AI-powered search often makes this worse by:

  • Mixing data from multiple systems
  • Ignoring source-system permissions
  • Returning unexplainable results

Security teams cannot certify these systems.


What This Use Case Enables

AI Fabrix enables policy-aware enterprise search that:

  • Retrieves data across systems safely
  • Applies identity and policy filtering automatically
  • Preserves business metadata and lineage
  • Produces explainable search results

Search results are governed outputs, not guesses.


Why This Is Hard

Traditional search stacks:

  • Index data outside its security context
  • Apply filtering after retrieval
  • Lose lineage during vectorization

AI adds probabilistic behavior on top of already weak foundations.


Why AI Fabrix Works

AI Fabrix enforces governance before retrieval:

  • Data is normalized and tagged with metadata
  • Retrieval engines apply identity-aware filtering
  • CIP pipelines ensure consistent enforcement across sources
  • Audit trails exist by default

Search becomes a governed dataplane function, not an app feature.


Typical Scenarios

  • Enterprise-wide knowledge search
  • Policy and compliance search
  • Cross-system document discovery
  • AI-assisted analytics exploration

Case and Deal Workspaces

Problem

Case and deal work requires AI assistance, but involves:

  • Highly sensitive data
  • Context-specific permissions
  • Strict audit and traceability requirements

Traditional AI tools cannot safely operate in these environments.

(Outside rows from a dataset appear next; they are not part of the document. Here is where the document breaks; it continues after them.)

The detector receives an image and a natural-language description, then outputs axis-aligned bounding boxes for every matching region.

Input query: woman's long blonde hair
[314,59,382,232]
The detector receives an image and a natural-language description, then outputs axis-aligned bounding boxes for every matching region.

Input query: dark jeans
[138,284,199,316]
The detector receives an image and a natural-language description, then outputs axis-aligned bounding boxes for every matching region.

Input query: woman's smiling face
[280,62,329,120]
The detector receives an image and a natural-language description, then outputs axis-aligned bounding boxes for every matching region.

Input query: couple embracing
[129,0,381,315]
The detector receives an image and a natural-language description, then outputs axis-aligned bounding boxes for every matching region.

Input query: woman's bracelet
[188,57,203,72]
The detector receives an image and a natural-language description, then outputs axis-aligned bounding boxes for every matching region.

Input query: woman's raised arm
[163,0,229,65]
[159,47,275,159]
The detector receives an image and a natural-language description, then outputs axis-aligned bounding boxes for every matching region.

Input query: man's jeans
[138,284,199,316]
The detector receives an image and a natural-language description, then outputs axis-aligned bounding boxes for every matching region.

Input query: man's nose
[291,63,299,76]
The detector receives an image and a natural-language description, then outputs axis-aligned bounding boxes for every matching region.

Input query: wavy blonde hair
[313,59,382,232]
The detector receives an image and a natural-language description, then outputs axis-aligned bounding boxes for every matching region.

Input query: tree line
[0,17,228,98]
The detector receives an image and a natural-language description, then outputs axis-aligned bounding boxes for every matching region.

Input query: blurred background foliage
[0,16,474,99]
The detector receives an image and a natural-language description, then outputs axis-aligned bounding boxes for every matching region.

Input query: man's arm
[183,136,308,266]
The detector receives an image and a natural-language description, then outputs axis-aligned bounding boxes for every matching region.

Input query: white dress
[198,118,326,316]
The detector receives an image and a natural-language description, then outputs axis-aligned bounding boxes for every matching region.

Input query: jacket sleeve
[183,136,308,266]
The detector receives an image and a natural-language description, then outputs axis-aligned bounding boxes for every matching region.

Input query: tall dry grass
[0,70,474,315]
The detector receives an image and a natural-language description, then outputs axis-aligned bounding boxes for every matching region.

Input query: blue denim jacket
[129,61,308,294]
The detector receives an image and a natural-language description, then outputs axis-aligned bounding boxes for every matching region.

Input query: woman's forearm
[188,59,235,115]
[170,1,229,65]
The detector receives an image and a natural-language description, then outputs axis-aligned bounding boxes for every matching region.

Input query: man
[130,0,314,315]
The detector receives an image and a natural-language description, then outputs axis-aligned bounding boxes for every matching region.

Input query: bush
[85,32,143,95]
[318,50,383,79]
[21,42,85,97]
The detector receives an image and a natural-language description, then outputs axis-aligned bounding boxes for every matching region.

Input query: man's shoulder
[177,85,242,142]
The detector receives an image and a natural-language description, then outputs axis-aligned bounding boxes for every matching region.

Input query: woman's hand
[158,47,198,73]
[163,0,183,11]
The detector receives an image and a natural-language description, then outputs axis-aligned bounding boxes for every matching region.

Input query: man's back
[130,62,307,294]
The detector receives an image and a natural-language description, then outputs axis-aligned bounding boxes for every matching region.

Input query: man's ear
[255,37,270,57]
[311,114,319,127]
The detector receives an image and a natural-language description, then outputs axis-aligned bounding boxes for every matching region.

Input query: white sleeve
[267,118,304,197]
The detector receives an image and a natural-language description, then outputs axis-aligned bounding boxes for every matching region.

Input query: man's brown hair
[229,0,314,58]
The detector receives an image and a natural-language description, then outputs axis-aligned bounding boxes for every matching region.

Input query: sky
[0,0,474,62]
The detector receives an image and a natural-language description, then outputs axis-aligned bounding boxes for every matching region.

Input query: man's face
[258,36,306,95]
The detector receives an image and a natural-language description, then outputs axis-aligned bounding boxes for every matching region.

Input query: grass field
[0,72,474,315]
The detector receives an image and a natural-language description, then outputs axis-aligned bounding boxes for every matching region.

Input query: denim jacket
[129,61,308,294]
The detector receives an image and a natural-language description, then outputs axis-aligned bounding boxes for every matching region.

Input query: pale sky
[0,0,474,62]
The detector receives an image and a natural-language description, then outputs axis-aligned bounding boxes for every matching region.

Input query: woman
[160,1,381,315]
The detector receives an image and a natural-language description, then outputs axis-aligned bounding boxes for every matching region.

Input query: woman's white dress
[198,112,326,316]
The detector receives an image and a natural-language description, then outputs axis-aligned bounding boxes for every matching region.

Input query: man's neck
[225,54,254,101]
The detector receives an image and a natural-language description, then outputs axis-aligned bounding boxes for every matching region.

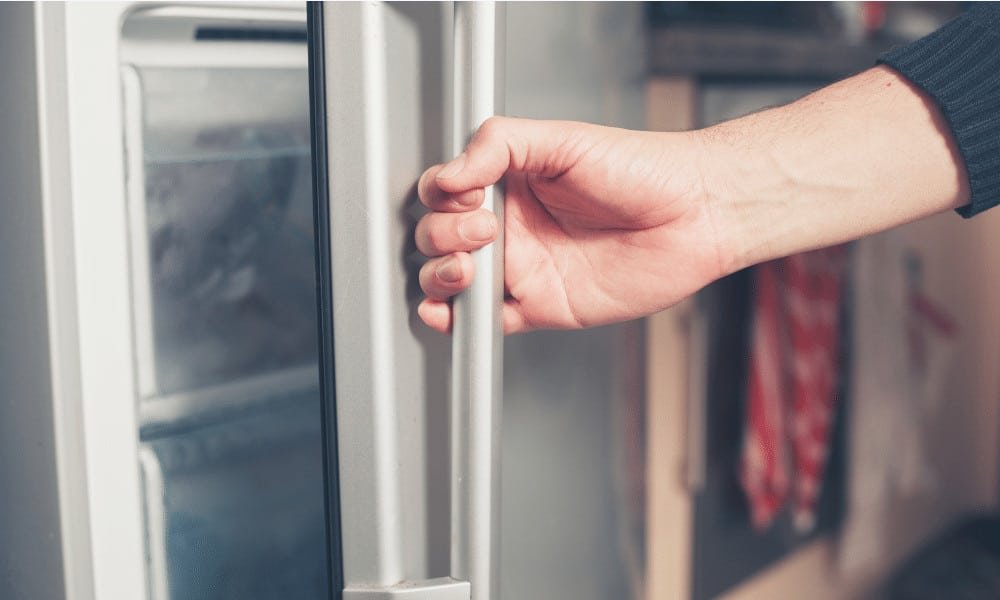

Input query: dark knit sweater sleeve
[879,2,1000,217]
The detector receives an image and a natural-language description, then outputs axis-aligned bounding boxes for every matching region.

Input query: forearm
[694,66,969,272]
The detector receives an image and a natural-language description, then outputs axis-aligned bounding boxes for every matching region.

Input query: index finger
[417,165,485,212]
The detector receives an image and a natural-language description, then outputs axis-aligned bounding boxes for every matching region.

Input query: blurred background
[0,2,1000,600]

What This Use Case Enables

AI Fabrix enables secure, case-scoped AI workspaces that:

  • Restrict AI visibility to a specific case or deal
  • Enforce role- and context-based access
  • Support human-in-the-loop workflows
  • Produce full audit trails

AI becomes an assistant, not a decision maker.


Why This Is Hard

Case data:

  • Spans multiple systems
  • Changes over time
  • Is governed by contextual rules, not static roles

Embedding this logic in applications does not scale.


Why AI Fabrix Works

AI Fabrix scopes data access structurally:

  • CIP pipelines enforce case context
  • Metadata defines ownership and scope
  • Policies apply automatically across systems
  • Every AI interaction is logged and explainable

This makes AI usable in high-trust workflows.


Typical Scenarios

  • Legal and compliance cases
  • M&A and deal rooms
  • Public sector case management
  • Regulated customer support

Regulated Data AI Scenarios

Problem

In regulated industries, AI must be:

  • Explainable
  • Auditable
  • Predictable
  • Governed

Most AI platforms fail these requirements and are blocked entirely.

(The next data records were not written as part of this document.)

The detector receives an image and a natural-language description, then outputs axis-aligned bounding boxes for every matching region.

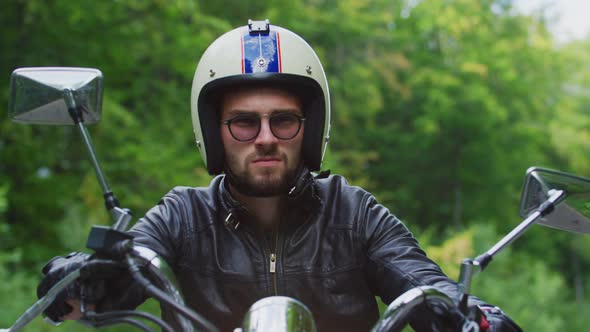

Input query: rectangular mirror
[8,67,102,125]
[520,167,590,234]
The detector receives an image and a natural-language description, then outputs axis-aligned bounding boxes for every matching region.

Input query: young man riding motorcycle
[39,22,516,331]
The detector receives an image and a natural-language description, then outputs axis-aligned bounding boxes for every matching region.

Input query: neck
[229,184,284,229]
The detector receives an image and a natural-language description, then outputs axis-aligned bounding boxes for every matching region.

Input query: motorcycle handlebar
[371,286,465,332]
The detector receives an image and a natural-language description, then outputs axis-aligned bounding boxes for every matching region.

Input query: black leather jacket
[131,173,484,331]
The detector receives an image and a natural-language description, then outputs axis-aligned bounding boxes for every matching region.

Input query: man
[40,21,524,331]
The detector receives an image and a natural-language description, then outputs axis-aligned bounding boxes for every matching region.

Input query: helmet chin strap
[223,162,309,198]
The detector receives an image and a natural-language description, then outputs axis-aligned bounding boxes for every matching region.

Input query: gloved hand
[479,306,522,332]
[37,252,90,322]
[37,252,144,322]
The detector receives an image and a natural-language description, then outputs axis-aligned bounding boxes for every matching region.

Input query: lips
[252,158,281,163]
[252,157,282,167]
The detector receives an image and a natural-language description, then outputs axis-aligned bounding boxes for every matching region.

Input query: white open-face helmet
[191,20,330,174]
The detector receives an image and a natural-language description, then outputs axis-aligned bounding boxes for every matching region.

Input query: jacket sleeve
[129,190,190,267]
[361,194,520,331]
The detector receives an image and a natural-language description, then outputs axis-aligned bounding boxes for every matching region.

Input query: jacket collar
[219,167,330,230]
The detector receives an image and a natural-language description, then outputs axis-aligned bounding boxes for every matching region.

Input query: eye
[272,113,299,127]
[231,115,258,128]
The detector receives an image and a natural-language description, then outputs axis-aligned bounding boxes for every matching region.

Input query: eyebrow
[226,108,303,116]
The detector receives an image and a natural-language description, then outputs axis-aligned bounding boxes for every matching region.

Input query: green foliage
[0,0,590,331]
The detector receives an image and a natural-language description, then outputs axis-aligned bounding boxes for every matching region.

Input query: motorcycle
[0,67,590,332]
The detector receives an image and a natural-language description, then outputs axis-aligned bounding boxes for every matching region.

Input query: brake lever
[0,269,80,332]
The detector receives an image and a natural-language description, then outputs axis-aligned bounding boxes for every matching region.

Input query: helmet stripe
[242,30,282,74]
[277,31,283,73]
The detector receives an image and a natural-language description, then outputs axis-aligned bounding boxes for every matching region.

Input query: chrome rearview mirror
[520,167,590,234]
[8,67,102,125]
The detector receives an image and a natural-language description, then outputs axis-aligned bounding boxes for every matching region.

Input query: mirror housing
[520,167,590,234]
[8,67,103,125]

What This Use Case Enables

AI Fabrix enables regulated AI usage where:

  • Data lineage is preserved end-to-end
  • AI actions are fully auditable
  • Governance is structural, not procedural
  • Compliance reviews are deterministic

AI can be used where it was previously prohibited.


Why This Is Hard

Regulators require:

  • Clear justification of outputs
  • Traceability to source data
  • Proof of policy enforcement

Most AI systems cannot provide this without manual reconstruction.


Why AI Fabrix Works

AI Fabrix embeds compliance into the platform:

  • Controller layer enforces policy centrally
  • Dataplane preserves lineage and context
  • CIP pipelines eliminate opaque integrations
  • Audit evidence exists by design

Compliance becomes verifiable, not negotiated.


Typical Scenarios

  • Financial services decision support
  • Healthcare administration
  • Government and public sector AI
  • Risk and compliance analytics

Why These Use Cases Matter

These use cases:

  • Do not rely on specific AI tools
  • Do not require security exceptions
  • Do not compromise governance

They are possible only because AI Fabrix removes structural failure modes.

This is the difference between experimenting with AI and deploying AI at enterprise scale, under control.